Note that the two sets contain event dates that overlap but are not identical.  The GSR has an event on 2018-04-22 for which there is no warning.  Conversely, there are warnings for 2018-05-27 and 2018-06-03 for which there are no matching events.  We will therefore expect to see Precision and Recall values less than 1.0.

In [8]:
mers_scoring = mers_scorer.score(mers_warn, mers_gsr)
pprint.pprint(mers_scoring)

{'Details': {'QS Values': [1.0, 0.25, 1.0, 1.0]},
 'Matches': [('test_2018-04-29', 'Disease_Saudi_Arabia_MERS_2018-04-29'),
             ('test_2018-05-06', 'Disease_Saudi_Arabia_MERS_2018-05-06'),
             ('test_2018-05-13', 'Disease_Saudi_Arabia_MERS_2018-05-13'),
             ('test_2018-05-20', 'Disease_Saudi_Arabia_MERS_2018-05-20')],
 'Results': {'Precision': 0.6666666666666666,
             'Quality Score': 0.8125,
             'Recall': 0.8},
 'Unmatched GSR': ['Disease_Saudi_Arabia_MERS_2018-04-22'],


If there are no errors the scoring result is provided in JSON format with these keys:
- Details:  The list of Quality Scores for each match.
- Matches: A list of tuples with warning ID and event ID as matched.
- Results:  Values for the 3 metrics.
- Unmatched GSR:  Germane events that were not matched to warnings.
- Unmatched Warnings:  Germane warnings that were not matched to events.

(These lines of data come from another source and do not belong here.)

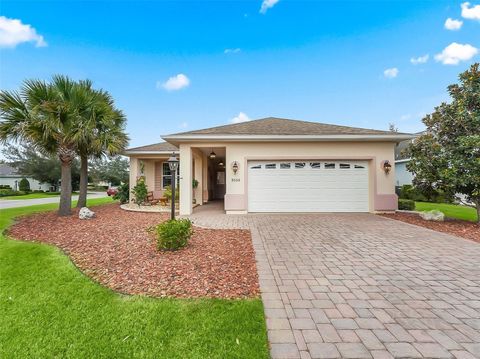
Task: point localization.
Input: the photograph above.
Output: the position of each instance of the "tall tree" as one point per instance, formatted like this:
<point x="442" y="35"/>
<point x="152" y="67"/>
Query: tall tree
<point x="43" y="115"/>
<point x="100" y="133"/>
<point x="447" y="156"/>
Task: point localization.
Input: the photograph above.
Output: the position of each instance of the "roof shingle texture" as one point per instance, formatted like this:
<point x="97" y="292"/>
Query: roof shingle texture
<point x="281" y="126"/>
<point x="162" y="146"/>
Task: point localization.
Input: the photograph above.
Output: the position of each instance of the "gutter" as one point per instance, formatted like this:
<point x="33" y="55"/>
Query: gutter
<point x="287" y="138"/>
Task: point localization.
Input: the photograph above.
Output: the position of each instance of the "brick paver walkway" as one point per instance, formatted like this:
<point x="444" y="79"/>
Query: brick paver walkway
<point x="362" y="286"/>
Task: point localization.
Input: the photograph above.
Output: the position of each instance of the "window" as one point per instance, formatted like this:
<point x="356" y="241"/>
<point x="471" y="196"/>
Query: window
<point x="166" y="175"/>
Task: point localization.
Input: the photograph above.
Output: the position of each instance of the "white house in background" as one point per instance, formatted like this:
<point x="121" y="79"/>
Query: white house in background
<point x="276" y="165"/>
<point x="402" y="175"/>
<point x="10" y="176"/>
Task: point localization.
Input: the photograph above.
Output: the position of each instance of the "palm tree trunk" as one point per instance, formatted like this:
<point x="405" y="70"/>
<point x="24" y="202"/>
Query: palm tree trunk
<point x="82" y="197"/>
<point x="66" y="158"/>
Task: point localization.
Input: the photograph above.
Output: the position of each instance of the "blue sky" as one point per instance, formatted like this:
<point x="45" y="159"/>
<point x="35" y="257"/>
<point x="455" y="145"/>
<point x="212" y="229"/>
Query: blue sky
<point x="335" y="62"/>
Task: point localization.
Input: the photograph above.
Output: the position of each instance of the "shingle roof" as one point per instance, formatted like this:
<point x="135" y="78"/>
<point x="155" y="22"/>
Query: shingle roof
<point x="156" y="147"/>
<point x="282" y="126"/>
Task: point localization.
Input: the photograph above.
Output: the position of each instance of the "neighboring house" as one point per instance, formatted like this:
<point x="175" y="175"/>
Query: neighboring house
<point x="276" y="165"/>
<point x="402" y="175"/>
<point x="9" y="176"/>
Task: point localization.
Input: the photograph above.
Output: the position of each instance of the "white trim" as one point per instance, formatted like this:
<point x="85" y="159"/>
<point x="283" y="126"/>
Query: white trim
<point x="127" y="152"/>
<point x="286" y="138"/>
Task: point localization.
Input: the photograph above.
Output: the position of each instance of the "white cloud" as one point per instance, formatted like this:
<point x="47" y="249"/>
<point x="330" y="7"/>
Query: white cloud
<point x="232" y="51"/>
<point x="419" y="60"/>
<point x="267" y="4"/>
<point x="391" y="73"/>
<point x="451" y="24"/>
<point x="472" y="13"/>
<point x="174" y="83"/>
<point x="13" y="32"/>
<point x="241" y="117"/>
<point x="454" y="53"/>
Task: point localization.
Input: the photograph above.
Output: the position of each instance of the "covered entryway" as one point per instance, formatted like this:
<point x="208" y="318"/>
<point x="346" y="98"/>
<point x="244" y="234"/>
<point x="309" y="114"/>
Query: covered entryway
<point x="308" y="186"/>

Another example, using Daily Civil Unrest Counts in Egypt.

In [9]:
warn_filename = "test_egypt_daily_cu_warnings.json"
warn_path = os.path.join(TEST_RESOURCE_PATH, warn_filename)
with open(warn_path, "r") as f:
    eg_daily_warn = json.load(f)
gsr_filename = "test_egypt_daily_cu_gsr.json"
gsr_path = os.path.join(TEST_RESOURCE_PATH, gsr_filename)
with open(gsr_path, "r") as f:
    eg_daily_gsr = json.load(f)
eg_scorer = CaseCountScorer(location="Egypt", event_type="Civil Unrest")
eg_warn = eg_daily_warn[-4:]
eg_gsr = eg_daily_gsr[-5:]
eg_scoring = eg_scorer.score(eg_warn, eg_gsr)
pprint.pprint(eg_scoring)

{'Details': {'QS Values': [0.0, 0.25, 0.5]},
 'Matches': [('test_Egypt-05-29', 'CU_Count_Egypt_2018-05-29'),
             ('test_Egypt-05-30', 'CU_Count_Egypt_2018-05-30'),
             ('test_Egypt-05-31', 'CU_Count_Egypt_2018-05-31')],
 'Results': {'Precision': 0.75, 'Quality Score': 0.25, 'Recall': 0.6},
 'Unmatched GSR': ['CU_Count_Egypt_2018-05-27', 'CU_Count_Egypt_2018-05-28'],


Suppose we mix the MERS Disease warnings and the Egypt Daily Civil Unrest warnings and GSRs together.  Depending on which scorer we use different warnings and events will be considered germane.  The rest will be ignored.

In [10]:
mixed_warn = mers_warn + eg_daily_warn[-4:]
mixed_gsr = mers_gsr + eg_daily_gsr[-5:]
print("We should get the same results as the last scoring.")
as_eg_scoring = eg_scorer.score(mixed_warn, mixed_gsr)
pprint.pprint(as_eg_scoring)

We should get the same results as the last scoring.
{'Details': {'QS Values': [0.0, 0.25, 0.5]},
 'Matches': [('test_Egypt-05-29', 'CU_Count_Egypt_2018-05-29'),
             ('test_Egypt-05-30', 'CU_Count_Egypt_2018-05-30'),
             ('test_Egypt-05-31', 'CU_Count_Egypt_2018-05-31')],
 'Results': {'Precision': 0.75, 'Quality Score': 0.25, 'Recall': 0.6},
 'Unmatched GSR': ['CU_Count_Egypt_2018-05-27', 'CU_Count_Egypt_2018-05-28'],


On the other hand, if we use the *CaseCountScorer* instance with the Disease/Saudi Arabia Context we'll get the first set of results.

In [11]:
as_mers_scoring = mers_scorer.score(mixed_warn, mixed_gsr)
pprint.pprint(as_mers_scoring)

{'Details': {'QS Values': [1.0, 0.25, 1.0, 1.0]},
 'Matches': [('test_2018-04-29', 'Disease_Saudi_Arabia_MERS_2018-04-29'),
             ('test_2018-05-06', 'Disease_Saudi_Arabia_MERS_2018-05-06'),
             ('test_2018-05-13', 'Disease_Saudi_Arabia_MERS_2018-05-13'),
             ('test_2018-05-20', 'Disease_Saudi_Arabia_MERS_2018-05-20')],
 'Results': {'Precision': 0.6666666666666666,
             'Quality Score': 0.8125,
             'Recall': 0.8},
 'Unmatched GSR': ['Disease_Saudi_Arabia_MERS_2018-04-22'],


## Errors and Warnings

The *CaseCountScorer* will also catch some errors, such as negative case counts and should provide helpful error messages.

In [13]:
predicted = -1
actual = 1
CaseCountScorer.quality_score(predicted, actual)

Negative case counts are not allowed


In [14]:
predicted = 1
actual = 1
CaseCountScorer.quality_score(predicted, actual, accuracy_denominator=0)

The accuracy denominator must be positive.